“As pessoas acreditavam que quando alguém morria
um corvo carregava a sua alma para a terra dos mortos.
Mas, às vezes, alguma coisa ruim acontecia..”
Sob a premissa acima, parcialmente descrita, tem início um dos grandes clássicos, e também, um dos filmes mais icônicos da década de 1990, “O Corvo” (The Crow). Dirigido por Alex Proyas, baseado na comic book de James O’Barr e estrelado por Brandon Lee, Rochelle Davis, Ernie Hudson e Michael Wincott, essa obra gótica de suspense, ação e fantasia, traz a trágica história do casal Eric Draven (Lee) e Shelly Webster (Sofia Shinas), vítimas de um brutal assassinato por uma gangue de vândalos – a noiva foi vítima de estupro antes de sua morte – na véspera de seu casamento, na chamada “Noite do Diabo” (noite que antecede o Halloween). Um ano depois, Draven é trazido de volta à vida pelo corvo, para resolver os assuntos pendentes, acertando as contas com seus algozes, e guiado pela ave, dá início à sua vingança, antes de finalmente poder descansar em paz.
O enredo sombrio, pontuado por perda, dor e vingança, foi motivado por uma tragédia que assolou a vida de seu autor, James O’Barr, quando, no final da década de 1970, sua noiva Beverly foi atropelada por um motorista embriagado, vindo a falecer em consequência do acidente. Profundamente abalado e com dificuldades em lidar com o luto, O’Barr se alistou no exército e, nas horas vagas, começou a desenvolver a história em quadrinhos, como uma válvula de escape, que relatava um pouco sofrimento pelo qual ele estava passando. Além disso, o quadrinista também teve como inspiração um crime bárbaro ocorrido em sua cidade natal, Detroit, onde um casal foi assassinado por causa de um anel de noivado. Após alguns anos de criação, a graphic novel O Corvo, foi publicada de forma independente, em 1989, se tornando um sucesso underground e foi se popularizando cada vez mais, com o passar do tempo.
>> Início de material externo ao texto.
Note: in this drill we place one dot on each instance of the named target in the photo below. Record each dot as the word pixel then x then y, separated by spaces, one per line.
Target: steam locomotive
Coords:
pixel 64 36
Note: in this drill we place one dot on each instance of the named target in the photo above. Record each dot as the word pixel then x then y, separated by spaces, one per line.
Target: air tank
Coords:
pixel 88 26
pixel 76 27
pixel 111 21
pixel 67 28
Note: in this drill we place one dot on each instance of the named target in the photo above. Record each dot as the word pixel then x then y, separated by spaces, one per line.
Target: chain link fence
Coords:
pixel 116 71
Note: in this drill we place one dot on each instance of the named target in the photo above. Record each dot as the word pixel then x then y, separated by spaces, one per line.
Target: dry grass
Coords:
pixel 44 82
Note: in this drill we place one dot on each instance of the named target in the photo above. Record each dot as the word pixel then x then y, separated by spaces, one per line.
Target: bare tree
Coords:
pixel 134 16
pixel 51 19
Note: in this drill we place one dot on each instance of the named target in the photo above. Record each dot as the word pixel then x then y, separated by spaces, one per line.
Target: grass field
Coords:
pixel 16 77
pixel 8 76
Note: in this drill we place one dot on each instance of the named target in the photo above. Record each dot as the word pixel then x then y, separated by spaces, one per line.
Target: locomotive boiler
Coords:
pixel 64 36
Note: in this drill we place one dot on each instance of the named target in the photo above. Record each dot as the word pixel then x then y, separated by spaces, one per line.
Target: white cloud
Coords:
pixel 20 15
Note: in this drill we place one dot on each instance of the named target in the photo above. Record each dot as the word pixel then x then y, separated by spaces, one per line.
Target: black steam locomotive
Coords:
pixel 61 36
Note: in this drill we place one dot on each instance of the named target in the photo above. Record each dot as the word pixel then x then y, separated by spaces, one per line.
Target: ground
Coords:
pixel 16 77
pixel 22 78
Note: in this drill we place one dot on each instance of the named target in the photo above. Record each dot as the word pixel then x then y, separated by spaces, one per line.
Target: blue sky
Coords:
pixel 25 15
A adaptação cinematográfica de The Crow começou a ganhar forma já no início da década seguinte, porém, a Paramount Pictures estava com a intenção de fazer do filme um musical estrelado por Michael Jackson!? Tal ideia causou risos em seu autor, achando aquilo hilário e absurdo. Claro que, esse objetivo não foi adiante e o projeto começou a ganhar seus contornos assombrosos, semelhantes à HQ, quando o cineasta egípcio, naturalizado australiano, Alex Proyas foi escalado para conduzir a obra, juntamente com os roteiristas David J.Schow e John Shirley, que ficaram responsáveis por transpor a história em quadrinhos para o cinema, trabalho que durou quase dois anos. Além do Rei do Pop, outros atores foram cogitados para o papel de Eric Draven, sendo eles, Johnny Depp (o favorito de James O’Barr), River Phoenix e Christian Slater, mas todos recusaram. Dessa forma, outro jovem ator em ascensão no cenário de Hollywood foi escalado, Brandon Lee, filho do astro do cinema e mestre das artes marciais, o lendário Bruce Lee.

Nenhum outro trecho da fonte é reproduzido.